I see a lot of threads comparing banking and consulting at the undergrad level, however I haven't seen too many of them comparing these two at the post-MBA level, so I wanted to start one.
I will be starting at a top 10 MBA program this Fall. My work experience has been in corporate finance and general management thus far. My long-term goal is to either be in private equity, or to be a general manager/CEO leading dynamic, high-growth companies backed by PE/VC money (preferably at a stage post-launch, but pre-IPO).
5-8 years post-MBA, I have ZERO interest in being in a client serving role -- I want to be either running/helping manage companies or investing in them. However, I am definitely open to being in a client serving role for the learning experience, and I want to learn as much as I can about high-level business and value creation, as soon as I can.
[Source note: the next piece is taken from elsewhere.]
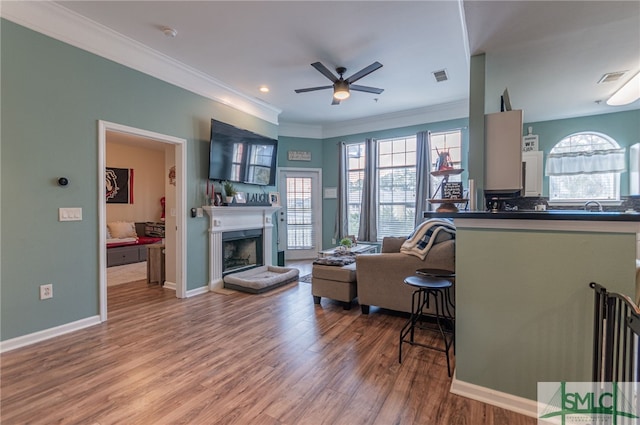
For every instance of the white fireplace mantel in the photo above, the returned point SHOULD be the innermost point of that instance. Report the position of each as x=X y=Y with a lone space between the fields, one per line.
x=229 y=219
Career options: investment banking vs consulting post mba
If you are unclear on what you want to end up in the next 5 to 10 years after exiting then consulting. Consulting offers a broader set of skills that are applicable outside of finance. It's easier to market your skills to product management, corporate development, operation type roles. But getting into the buy side is more difficult than it would be if you were coming from banking
If you want to stay in finance or more specifically, end up on the buy side investment banking might be better. You have skills that are directly applicable to the buy side. But those skills grow more specific as you advance in your career so exiting into the corporate world can be more difficult ( when compared to consulting).
- Investment banking can set you up for a career in finance and the buy side but at it's harder to exit to various corporate roles.
- Consultants gain a broader skill set that makes it easier to exit to various corporate roles but breaking into the buy side becomes more difficult.
from certified user @MBAApply
If you're unsure about what you want to do in the medium- to long-term, go the consulting route.
The reason is if you go into banking, it's harder to get out of it if you decide to move outside of finance. You WILL be pigeonholed, especially if you stay beyond the associate level. But if your interests lie more in finance, investing, fundraising, etc. then focus on banking.